Exposition photos: Mer et lumière





Sortir des sentiers battus des expositions photos, un art à la recherche de son accomplissement en Tunisie, c’est le défi que l’artiste Anis Mili a tenté de relever. Un succès selon les critiques de la place. Mais le chemin est encore long.


 


Conjuguer les reflets de la lumière sur l’eau de mer est un exercice nouveau en matière de photo artistique que Anis Mili semble avoir maîtrisé. Les tableaux qu’il expose actuellement (du 2 au 11 mai) au Palais Essaâda de la Marsa semblent en témoigner.


«On croirait, l’espace d’un instant, qu’on est devant un tableau peint. Une peinture sans pinceau, mais à travers le zoom d’un appareil photo», affirme le critique Hamadi Ben Saâd pour qui l’artiste a réussi à structurer la lumière pour lui donner une expression, «la sienne», explique-t-il.

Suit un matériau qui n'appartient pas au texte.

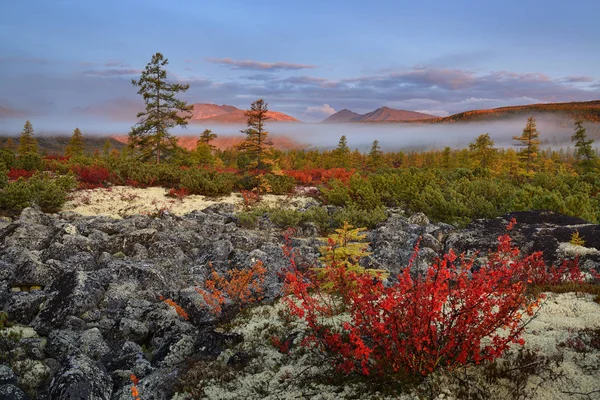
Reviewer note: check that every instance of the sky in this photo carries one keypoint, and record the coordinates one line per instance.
(306, 58)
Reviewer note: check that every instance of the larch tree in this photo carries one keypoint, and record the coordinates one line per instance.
(257, 146)
(483, 150)
(150, 136)
(206, 137)
(584, 152)
(375, 157)
(27, 143)
(530, 143)
(76, 146)
(341, 152)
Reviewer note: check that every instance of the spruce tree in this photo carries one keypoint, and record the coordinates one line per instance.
(530, 143)
(375, 155)
(583, 144)
(163, 111)
(483, 150)
(342, 152)
(76, 146)
(27, 143)
(257, 146)
(106, 149)
(206, 137)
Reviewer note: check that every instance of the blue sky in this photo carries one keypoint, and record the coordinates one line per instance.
(305, 58)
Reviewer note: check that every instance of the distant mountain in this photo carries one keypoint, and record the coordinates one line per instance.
(342, 116)
(383, 114)
(585, 110)
(230, 115)
(226, 142)
(8, 113)
(56, 145)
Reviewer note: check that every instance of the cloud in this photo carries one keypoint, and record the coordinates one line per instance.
(116, 63)
(112, 72)
(25, 60)
(578, 79)
(259, 66)
(324, 110)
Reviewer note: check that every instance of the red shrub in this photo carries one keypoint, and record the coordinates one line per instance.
(448, 317)
(92, 176)
(15, 174)
(319, 175)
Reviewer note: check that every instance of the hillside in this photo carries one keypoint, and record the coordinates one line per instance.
(226, 114)
(55, 145)
(382, 114)
(8, 113)
(226, 142)
(342, 116)
(587, 111)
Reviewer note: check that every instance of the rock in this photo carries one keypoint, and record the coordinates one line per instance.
(7, 376)
(81, 378)
(11, 392)
(72, 293)
(92, 344)
(418, 219)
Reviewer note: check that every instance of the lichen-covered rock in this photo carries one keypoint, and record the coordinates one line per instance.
(81, 378)
(11, 392)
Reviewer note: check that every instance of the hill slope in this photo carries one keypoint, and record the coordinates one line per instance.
(230, 115)
(342, 116)
(586, 110)
(382, 114)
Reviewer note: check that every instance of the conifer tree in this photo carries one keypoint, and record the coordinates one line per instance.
(342, 152)
(483, 150)
(530, 143)
(206, 137)
(76, 146)
(584, 151)
(106, 149)
(257, 146)
(27, 143)
(375, 155)
(163, 111)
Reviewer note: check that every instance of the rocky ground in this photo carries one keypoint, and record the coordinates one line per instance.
(82, 294)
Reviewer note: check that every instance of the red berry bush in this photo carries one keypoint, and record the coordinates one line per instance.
(447, 317)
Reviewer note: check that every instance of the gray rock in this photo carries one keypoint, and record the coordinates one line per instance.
(11, 392)
(7, 376)
(81, 378)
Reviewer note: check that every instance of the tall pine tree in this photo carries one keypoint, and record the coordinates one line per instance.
(529, 142)
(163, 111)
(257, 146)
(76, 146)
(583, 144)
(27, 143)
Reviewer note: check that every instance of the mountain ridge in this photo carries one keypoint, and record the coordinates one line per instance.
(382, 114)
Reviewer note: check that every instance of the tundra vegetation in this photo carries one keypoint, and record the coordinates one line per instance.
(386, 331)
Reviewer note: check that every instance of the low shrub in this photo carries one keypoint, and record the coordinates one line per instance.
(47, 192)
(447, 317)
(207, 183)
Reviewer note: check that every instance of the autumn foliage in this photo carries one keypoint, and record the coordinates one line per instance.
(237, 286)
(447, 317)
(178, 309)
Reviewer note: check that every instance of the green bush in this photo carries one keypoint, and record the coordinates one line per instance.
(41, 189)
(359, 217)
(30, 162)
(280, 184)
(7, 157)
(208, 183)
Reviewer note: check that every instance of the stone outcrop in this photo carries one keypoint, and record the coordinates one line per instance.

«Les tableaux de Anis Mili sont de vrais poèmes. Mais cette fois ce n’est pas une question de plume ni de papier vierge. Cette fois l’écriture est sublimée par le biais des lumières… Et rien n’est plus capricieux qu’une lumière qui varie au gré des saisons et des jours…Mais les photographes de ce calibre ont souvent aimé le détail, se sont débattus avec la lumière, la matière et la couleur», écrit pour sa part Salem Trabelsi.


Ceci étant il ne faut pas être un initié en la matière pour comprendre la maîtrise par l’artiste des jeux de la lumière et son amour pour la mer source de son inspiration.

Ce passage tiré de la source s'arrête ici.